In fairness, Abbott stock traded ~$90 prior to the pandemic and the additional COVID test revenues, and hit an all-time high of $141in late 2021 of >$140, while the additional revenues generated may be put to good use. Abbott reported current assets of $24.2bn, vs. current liabilities of $13.1bn and long-term debt of $17.3bn as of Q322, so the company is not overly-leveraged, but the contribution of the COVID test revenues in 2021 and 2022 may allow the company to seek out M&A deals, initiate share buybacks, or raise the dividend in 2023, which is to the advantage of investors.
The Sturgis plant issues affect Abbott reputationally perhaps more so than in the pocket, and so long as the company can successfully defend itself in this case any additional pressure on the share price may begin to ease.
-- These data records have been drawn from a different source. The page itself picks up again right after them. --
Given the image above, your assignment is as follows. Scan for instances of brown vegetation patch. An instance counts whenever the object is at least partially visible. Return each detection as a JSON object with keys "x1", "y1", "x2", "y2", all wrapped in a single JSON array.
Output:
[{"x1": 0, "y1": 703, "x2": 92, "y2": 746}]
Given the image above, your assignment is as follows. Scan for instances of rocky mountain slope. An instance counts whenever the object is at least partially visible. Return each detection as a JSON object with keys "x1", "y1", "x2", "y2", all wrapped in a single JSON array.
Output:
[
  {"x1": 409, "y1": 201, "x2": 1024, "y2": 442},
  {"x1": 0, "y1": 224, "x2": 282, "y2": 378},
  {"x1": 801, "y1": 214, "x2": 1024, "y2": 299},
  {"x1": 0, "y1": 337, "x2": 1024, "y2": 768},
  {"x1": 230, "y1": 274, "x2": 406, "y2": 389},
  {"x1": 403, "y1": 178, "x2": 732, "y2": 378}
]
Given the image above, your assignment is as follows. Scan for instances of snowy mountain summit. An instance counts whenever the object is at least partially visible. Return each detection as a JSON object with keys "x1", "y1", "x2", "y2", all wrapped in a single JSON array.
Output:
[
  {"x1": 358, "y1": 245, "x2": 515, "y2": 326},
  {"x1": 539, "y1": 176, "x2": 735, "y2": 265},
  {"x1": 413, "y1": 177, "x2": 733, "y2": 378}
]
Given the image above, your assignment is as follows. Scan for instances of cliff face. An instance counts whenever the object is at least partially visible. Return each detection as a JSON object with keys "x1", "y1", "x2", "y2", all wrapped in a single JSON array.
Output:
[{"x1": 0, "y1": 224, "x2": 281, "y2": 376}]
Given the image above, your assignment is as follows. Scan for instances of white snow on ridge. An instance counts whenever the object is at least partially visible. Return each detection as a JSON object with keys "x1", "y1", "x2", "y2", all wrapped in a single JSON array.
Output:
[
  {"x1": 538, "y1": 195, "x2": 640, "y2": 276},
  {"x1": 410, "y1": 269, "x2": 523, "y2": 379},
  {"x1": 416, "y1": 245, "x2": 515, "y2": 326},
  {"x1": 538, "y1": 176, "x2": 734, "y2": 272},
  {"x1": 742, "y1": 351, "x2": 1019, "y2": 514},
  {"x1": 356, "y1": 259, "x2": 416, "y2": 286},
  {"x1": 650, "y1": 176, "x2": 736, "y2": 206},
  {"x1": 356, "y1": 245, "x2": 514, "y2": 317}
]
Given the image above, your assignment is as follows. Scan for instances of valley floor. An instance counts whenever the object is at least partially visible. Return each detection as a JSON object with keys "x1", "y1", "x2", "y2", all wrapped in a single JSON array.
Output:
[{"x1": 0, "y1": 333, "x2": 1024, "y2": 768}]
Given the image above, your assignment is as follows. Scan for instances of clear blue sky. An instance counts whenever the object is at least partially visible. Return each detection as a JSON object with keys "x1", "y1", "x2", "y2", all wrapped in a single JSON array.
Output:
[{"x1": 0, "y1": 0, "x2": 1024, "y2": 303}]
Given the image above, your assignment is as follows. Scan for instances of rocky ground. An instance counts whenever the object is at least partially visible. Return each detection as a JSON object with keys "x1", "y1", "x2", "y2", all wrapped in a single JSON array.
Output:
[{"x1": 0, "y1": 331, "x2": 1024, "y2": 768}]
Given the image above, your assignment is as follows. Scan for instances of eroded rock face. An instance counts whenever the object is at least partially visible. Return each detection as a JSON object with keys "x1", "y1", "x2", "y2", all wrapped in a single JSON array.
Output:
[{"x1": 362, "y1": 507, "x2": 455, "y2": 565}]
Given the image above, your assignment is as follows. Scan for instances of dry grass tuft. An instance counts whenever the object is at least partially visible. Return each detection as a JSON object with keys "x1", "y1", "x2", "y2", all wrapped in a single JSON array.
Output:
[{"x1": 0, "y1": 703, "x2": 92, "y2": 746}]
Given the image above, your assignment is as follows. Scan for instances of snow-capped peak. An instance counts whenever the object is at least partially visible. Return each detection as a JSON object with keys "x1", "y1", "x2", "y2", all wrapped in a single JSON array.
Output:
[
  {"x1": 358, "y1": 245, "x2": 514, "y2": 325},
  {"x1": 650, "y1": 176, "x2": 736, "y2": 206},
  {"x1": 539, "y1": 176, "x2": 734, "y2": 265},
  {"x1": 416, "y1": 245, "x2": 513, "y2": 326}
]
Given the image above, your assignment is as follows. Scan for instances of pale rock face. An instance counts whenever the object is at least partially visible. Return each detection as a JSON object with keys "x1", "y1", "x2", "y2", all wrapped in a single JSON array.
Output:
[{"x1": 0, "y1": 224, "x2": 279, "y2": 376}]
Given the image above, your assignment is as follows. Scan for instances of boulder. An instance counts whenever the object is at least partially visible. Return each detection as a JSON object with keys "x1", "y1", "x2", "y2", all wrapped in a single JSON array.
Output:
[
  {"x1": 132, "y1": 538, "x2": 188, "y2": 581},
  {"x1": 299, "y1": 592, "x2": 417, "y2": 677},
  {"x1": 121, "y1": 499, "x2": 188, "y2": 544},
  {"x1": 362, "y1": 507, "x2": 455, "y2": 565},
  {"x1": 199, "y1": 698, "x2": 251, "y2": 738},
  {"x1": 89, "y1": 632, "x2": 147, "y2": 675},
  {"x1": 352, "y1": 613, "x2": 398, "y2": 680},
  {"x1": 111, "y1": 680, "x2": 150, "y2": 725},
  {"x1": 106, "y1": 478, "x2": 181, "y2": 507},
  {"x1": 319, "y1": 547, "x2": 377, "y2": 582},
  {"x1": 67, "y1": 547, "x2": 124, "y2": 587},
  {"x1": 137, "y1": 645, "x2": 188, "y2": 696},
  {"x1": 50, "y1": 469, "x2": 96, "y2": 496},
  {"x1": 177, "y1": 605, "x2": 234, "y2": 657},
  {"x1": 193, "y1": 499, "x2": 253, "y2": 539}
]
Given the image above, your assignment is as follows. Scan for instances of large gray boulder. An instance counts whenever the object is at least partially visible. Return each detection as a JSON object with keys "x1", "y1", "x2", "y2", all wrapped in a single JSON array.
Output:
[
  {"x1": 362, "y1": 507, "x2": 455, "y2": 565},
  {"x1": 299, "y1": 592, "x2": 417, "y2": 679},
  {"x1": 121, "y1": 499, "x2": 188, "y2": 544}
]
This is a developing situation the outcome of which is hard to predict.
In my view, since the three major share price catalysts affecting Abbott at the present time – the baby formula manufacturing issues, the loss of COVID test revenues, and the success (or otherwise) of Freestyle Libre and Lingo – will continue to play out through 2023, without investors having sufficient insight into what the outcomes will be, I’m not especially optimistic about Abbott’s share price prospects for 2023.
Looking further ahead, however, the company has shown through its 2022 results ex-COVID and outside of nutrition, and its forward guidance that it’s capable of returning of its reliable, pre-pandemic levels of division by division high single-digit annual growth, and that’s encouraging, and exactly what investors want from a company like Abbott.
Abbott shareholders are not looking for controversy or a revolutionary new product so much as they looking for steady, incremental and measurable growth, a growing dividend, and solid top and bottom line fundamentals.
That’s what shareholders were getting pre-pandemic, and that’s what I would expect them to get after 2023. This will be a year in which the company returns to a BAU environment again, and so long as it can show that it can still operate successfully in markets in which it enjoys incumbent status, buying stock in 2023 for <$110 will look like a solid opportunity.
Disclosure: I/we have a beneficial long position in the shares of ABBV either through stock ownership, options, or other derivatives. I wrote this article myself, and it expresses my own opinions. I am not receiving compensation for it (other than from Seeking Alpha). I have no business relationship with any company whose stock is mentioned in this article.